Naval History and Heritage Command

Naval History and Heritage Command

Captain Nathan C. Twining, Chief of Staff for Vice Admiral William S.Sims, Commander, United States Naval Forces Operating in European Waters, to Rear Admiral Sir Charles L. Vaughan-Lee, R.N., Director of Air Services, Air Board

 

9 February 1918.  

From:     Force Commander.

To  :     Director of Air Services, Air Board.

Subject:  U.S.Naval Aviators – disposition of.
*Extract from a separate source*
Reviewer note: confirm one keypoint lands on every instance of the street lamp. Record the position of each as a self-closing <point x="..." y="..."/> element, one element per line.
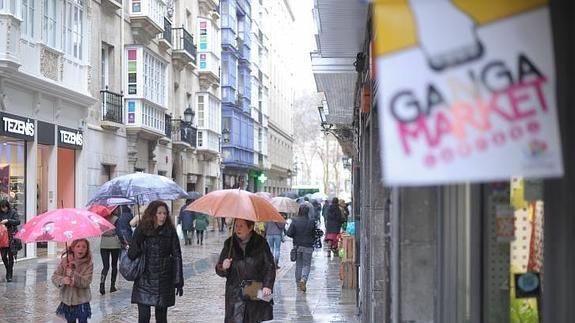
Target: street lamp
<point x="226" y="135"/>
<point x="189" y="115"/>
<point x="324" y="125"/>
     1.  There are three qualified U.S.Naval Aviators now attached to the R.N.A.S. Felixstowe,1 who will, it is understood, shortly be acting as first pilots on War flights.2 Inasmuch as our own stations have not yet been commissioned it is thought that perhaps the services of these qualified War flight pilots might be of value to the British Government and that perhaps these officers might be used to advantage at seaplane bases where large American flying boats are used. Information is, therefore, requested as to whether or not you desire to have these officers temporarily transferred to you for actual War Service at British seaplane stations.

N. C. TWINING     

Captain, U.S.Navy,

  Chief of Staff. 

Signed for Vice Admiral Sims

in his absence.   

Source Note: Cy, DNA, RG 45, Entry 517B.

Footnote 1: Royal Naval Air Service.

Footnote 2: The three pilots were David Ingalls, Ken MacLeish, and Edward Smith. They were later joined by Willis Haviland and flew several combat missions with the Royal Air Service during the late spring of 1918. Ingalls became the United States’ first Naval Ace, recording six aerial victories. Geoffrey L. Rossano, ed., Hero of the Angry Sky: The World War I Diary and Letters of David S. Ingalls, America’s First Naval Ace (Athens, OH: Ohio University Press, 2013).